The Oakland A’s have a young star in Matt Chapman. His power, patience and elite defense make him one of the best players in the league, and he should remain so for at least a few years. He is off to a torrid start to his career, having put up six-win seasons in each of his first two full years. Still, many excellent players have started great and settled into good or just average as they get into their thirties. Can Matt Chapman be more than that? Sure. Here’s how he might forge a path to the Hall of Fame.

While “Hall of Famer” is a moving target with shifting standards, one useful benchmark is Wins Above Replacement (WAR). Sixty WAR is generally considered to be at least in the Hall of Fame conversation and 70 means you have a good chance. So let’s see if we can get Chapman up into that range. According to Fangraphs, Chapman has 15.5 WAR, but by Baseball Reference’s calculation, he’s just shy of 20. If he can rattle off another five seasons like the one he just had, he would already have a borderline case according to BR, and another three seasons away for Fangraphs.
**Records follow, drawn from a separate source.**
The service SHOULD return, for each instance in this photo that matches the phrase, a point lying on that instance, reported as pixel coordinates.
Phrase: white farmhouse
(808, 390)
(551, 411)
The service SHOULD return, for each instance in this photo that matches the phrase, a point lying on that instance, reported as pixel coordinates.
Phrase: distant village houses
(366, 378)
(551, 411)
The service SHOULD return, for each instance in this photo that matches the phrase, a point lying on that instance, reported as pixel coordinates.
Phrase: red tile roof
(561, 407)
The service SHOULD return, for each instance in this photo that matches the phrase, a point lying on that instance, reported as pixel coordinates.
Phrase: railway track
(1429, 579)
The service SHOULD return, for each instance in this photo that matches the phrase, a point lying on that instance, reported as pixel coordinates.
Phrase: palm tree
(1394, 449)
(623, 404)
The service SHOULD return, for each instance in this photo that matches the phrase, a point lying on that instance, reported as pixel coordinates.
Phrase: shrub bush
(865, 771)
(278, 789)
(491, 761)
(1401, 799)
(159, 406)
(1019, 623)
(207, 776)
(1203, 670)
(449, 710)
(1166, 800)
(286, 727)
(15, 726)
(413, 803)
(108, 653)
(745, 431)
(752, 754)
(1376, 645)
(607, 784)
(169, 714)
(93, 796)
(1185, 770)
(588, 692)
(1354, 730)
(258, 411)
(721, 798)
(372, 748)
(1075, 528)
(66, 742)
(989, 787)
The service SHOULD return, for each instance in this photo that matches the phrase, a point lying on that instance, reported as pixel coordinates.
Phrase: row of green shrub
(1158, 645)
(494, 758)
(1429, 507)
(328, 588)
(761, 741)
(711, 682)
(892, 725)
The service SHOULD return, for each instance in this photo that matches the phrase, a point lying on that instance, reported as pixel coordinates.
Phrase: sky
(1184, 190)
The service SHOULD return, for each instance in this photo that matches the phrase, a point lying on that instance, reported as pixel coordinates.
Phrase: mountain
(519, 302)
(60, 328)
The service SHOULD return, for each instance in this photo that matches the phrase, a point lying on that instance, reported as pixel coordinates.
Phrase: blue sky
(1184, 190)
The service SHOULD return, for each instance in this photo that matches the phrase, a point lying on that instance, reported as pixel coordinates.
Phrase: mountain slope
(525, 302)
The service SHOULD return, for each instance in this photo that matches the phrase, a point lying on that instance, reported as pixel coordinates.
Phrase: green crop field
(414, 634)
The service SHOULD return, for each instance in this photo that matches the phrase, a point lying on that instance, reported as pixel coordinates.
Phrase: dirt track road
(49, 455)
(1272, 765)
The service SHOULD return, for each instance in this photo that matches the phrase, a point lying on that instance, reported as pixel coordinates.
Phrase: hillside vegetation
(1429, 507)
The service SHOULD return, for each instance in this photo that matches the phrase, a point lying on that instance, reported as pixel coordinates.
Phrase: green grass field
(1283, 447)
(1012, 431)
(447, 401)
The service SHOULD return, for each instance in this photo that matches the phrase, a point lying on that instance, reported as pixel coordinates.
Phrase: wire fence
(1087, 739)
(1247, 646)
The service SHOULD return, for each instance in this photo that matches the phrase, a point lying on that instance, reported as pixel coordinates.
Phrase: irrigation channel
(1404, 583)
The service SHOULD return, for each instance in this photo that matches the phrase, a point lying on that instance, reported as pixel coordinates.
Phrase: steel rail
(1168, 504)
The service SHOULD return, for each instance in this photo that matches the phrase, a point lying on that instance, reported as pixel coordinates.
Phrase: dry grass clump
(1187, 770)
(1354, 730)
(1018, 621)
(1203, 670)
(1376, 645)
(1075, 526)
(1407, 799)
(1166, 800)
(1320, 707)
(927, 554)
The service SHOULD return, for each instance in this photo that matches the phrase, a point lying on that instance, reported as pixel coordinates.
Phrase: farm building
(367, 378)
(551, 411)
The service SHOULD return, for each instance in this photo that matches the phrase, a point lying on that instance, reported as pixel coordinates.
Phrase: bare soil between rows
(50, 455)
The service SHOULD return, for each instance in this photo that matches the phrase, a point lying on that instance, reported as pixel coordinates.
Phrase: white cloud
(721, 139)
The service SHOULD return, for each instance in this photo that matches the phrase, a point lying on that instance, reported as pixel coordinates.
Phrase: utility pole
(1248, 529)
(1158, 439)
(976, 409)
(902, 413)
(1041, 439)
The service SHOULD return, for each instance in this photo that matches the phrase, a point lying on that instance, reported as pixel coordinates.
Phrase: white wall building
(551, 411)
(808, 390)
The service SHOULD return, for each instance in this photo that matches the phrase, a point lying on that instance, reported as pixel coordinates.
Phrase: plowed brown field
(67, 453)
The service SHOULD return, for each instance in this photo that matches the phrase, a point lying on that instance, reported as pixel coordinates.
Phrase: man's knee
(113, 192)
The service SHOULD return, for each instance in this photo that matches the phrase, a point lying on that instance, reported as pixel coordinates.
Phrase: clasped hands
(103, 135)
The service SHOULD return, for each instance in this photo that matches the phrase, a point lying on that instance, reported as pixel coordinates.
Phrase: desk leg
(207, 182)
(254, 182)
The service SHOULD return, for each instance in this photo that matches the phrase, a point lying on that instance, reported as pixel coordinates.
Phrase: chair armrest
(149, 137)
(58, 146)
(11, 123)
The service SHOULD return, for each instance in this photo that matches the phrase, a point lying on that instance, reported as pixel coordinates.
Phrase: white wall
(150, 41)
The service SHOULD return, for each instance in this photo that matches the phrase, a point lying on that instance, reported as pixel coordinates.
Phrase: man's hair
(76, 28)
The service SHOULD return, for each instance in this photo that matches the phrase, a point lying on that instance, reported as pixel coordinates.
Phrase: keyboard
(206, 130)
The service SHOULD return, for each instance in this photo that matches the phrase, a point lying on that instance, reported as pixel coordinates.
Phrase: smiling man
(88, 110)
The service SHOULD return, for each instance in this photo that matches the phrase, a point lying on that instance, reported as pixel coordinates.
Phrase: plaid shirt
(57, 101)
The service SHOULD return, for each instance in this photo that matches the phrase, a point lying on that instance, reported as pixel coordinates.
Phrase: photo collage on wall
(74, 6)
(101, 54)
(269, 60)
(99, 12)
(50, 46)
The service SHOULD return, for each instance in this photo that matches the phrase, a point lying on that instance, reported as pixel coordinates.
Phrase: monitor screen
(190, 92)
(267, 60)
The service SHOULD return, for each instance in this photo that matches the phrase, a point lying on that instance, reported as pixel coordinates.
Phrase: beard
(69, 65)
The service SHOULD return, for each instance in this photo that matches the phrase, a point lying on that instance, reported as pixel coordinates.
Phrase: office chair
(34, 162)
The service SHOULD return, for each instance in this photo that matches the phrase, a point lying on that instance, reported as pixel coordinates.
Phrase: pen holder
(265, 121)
However, that level of consistency is hard to maintain for all the normal reasons: injuries, slumps, skill slippage to name the three most common. Hall of Fame careers are remarkable in that there are so many ways for a career to come off the rails – excellence is rare enough, but sustained excellence is a true rarity. Also, and perhaps this will change, the steady Eddies tend to not do as well in Hall of Fame voting. What Chapman would need, then is to find a higher summit, maybe win an MVP or two, with an attention getting peak with some 4-6 win seasons on the other side of it as well.

How can an elite player get better? His defense is already top notch, he’s unlikely to suddenly become fast, and his power and patience seem to have found their level (though he could roll some big home run totals in future years). The stat that could lift him to a monster year is batting average.

Some of that can come from luck, but if he wants to up his game in a sustainable way, the best way might be to learn to lay off high or outside pitches. Teammate Mark Canha stopped swinging at outside offerings and had a breakout year. If Chapman could do the same, he could find more power and get on base more. Same goes for pitches above the strike zone. He rarely does any damage on either type of pitch, and so there is no downside to letting those go by, especially because he can hone in on the pitches he does want.

Easier said than done, of course, but Chapman might try erring on the side of taking too many pitches to see what happens. Canha’s philosophy became that if a pitcher can hit the outside corner three times, so be it, but most pitchers can’t do that. The challenge is to gain the benefits of laying off those pitches without giving pitchers too big a target on the outside part of the plate.

The other adjustments Chapman can make will come from the pitchers that challenge him. Hitters’ weak points become apparent before long (or they develop over time) and Chapman’s continued greatness will depend on his ability to make adjustments. After all, if he can continue putting up six-win seasons, it will be hard for the Hall of Fame voters to write him off.